Throughout the novella, Conrad’s characters burnish Kurtz’s reputation using hyperbole—deliberate exaggeration intended to highlight important truths. But while most of these people genuinely believe that Kurtz is an exemplary man, he turns out not to be. Thus, the other characters’ hyperbole shapes Marlow and the reader’s expectations about Kurtz, setting them up for dramatic disappointment at the end of the book—a disappointment that is crucial to the novella’s plot.
Indeed, until the final portion of the novella, Marlow only learns about the legendary Kurtz through others’ hype. It’s often unclear how much of their exaggerated praise is truth and how much is fantasy, so Marlow must always decide how much to believe. For instance, after he first hears about Kurtz from the General Manager at the Central Station, Marlow asks the Brickmaker who Kurtz is. The Brickmaker explains:
‘[Kurtz] is a prodigy [...] He is an emissary of pity, and science, and progress, and devil knows what else. We want, [...] for the guidance of the cause intrusted to us by Europe, so to speak, higher intelligence, wide sympathies, a singleness of purpose.’ ‘Who says that?’ I [Marlow] asked. ‘Lots of them,’ he replied. ‘Some even write that; and so he comes here, a special being, as you ought to know.’
Everyone who tells Marlow about Kurtz, from this Brickmaker to the Russian Trader, praises him with the same exaggerated, inspired tone. They don’t merely say that Kurtz is a particularly virtuous man and capable ivory trader—instead, like the Brickmaker in this passage, they view him as a “prodigy” and “special being” who represents the best traits of European colonialism (including its supposed “pity” for native people and remarkable “science and progress”).
The Brickmaker goes on to declare that Kurtz will take over as General Manager within a few years. This gives Marlow very high expectations for his meeting with Kurtz—and sets him up for profound disappointment when Kurtz turns out to be a greedy, homicidal maniac, and not a virtuous “emissary of pity, and science, and progress.” Everyone speaks so fondly of Kurtz that he looks all the more ridiculous when he turns out to be a madman. Thus, Conrad uses hyperbole to set up the novella’s ironic conclusion, in which Kurtz—and European colonialism as a whole—turns out to be a lie.

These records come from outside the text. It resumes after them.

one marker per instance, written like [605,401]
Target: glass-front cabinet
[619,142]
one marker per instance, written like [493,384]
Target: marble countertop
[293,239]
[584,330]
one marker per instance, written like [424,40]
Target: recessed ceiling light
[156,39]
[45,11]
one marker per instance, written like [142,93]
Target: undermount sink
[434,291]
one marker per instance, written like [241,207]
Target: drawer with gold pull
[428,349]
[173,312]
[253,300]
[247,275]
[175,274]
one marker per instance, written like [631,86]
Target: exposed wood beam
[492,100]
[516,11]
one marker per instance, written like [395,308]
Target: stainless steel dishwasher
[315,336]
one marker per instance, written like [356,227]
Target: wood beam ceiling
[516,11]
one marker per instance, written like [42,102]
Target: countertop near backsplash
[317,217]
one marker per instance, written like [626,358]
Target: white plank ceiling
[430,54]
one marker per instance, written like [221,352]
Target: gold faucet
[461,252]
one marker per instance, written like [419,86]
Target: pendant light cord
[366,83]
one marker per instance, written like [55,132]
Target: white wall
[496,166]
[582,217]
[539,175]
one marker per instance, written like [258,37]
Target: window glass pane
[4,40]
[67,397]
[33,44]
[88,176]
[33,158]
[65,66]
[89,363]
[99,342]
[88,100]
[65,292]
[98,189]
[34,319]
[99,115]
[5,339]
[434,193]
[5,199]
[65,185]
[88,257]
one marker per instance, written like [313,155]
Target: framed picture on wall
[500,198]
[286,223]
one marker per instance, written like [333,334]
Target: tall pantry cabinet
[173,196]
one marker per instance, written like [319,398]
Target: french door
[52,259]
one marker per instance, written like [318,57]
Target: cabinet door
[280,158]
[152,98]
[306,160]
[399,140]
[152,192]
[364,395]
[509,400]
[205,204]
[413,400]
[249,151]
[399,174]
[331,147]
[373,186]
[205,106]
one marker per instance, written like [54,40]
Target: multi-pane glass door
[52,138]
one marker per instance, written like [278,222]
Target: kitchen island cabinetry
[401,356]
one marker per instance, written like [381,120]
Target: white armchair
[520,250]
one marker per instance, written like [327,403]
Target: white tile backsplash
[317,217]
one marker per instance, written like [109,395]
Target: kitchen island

In fact, this dynamic is already present in the Brickmaker’s quote: shortly after their conversation, Marlow realizes that the Brickmaker is being disingenuous. The Brickmaker and General Manager don’t admire Kurtz—rather, they’re frightened of him, because they view his abilities as a threat to their own power. Thus, in this passage, the Brickmaker is really using hyperbole to tell Marlow what others think of Kurtz. And because Marlow sees the General Manager and Brickmaker as corrupt idiots, their contempt for Kurtz only makes him admire the man even more. Thus, Conrad’s hyperbole achieves its effect through a double negative: the Brickmaker uses hyperbole to point out the qualities he hates about Kurtz (because they make him a threat), and because Marlow hates the Brickmaker, he assumes that Kurtz must be a wonderful man.
This pattern repeats itself up until the very end of the novella, when Kurtz dies a vicious, pathetic death of a mysterious tropical illness and says his famous last words: “The horror! The horror!” At this point, Marlow has realized that Kurtz’s persona was a lie and given up his faith in European colonialism’s supposedly glorious mission to civilize Africans by enslaving them. But back in Europe, far from the ravages of the ivory trade, others still believe in it.
Most notably, Kurtz’s fiancée (or “Intended”) continues to believe that he’s an incredible man. For instance, she calls his death not just a personal loss, but rather a great loss “to the world.” Like the Brickmaker, she uses hyperbole to convey her strong feelings about Kurtz—but this time, Marlow can see through it. Having met Kurtz, he knows that Kurtz’s Intended is wrong about him. Thus, the Intended’s hyperbole has the same effect as the Brickmaker’s: it ultimately backfires and shows the reader not why Kurtz is such a great man, but rather how common beliefs about him turn out to be bald-faced lies. By using hyperbole to show how the people around Kurtz are gullible and dishonest, Conrad shows how corruption and dishonesty lie at the heart of European colonialism in general—and perhaps the human condition as a whole.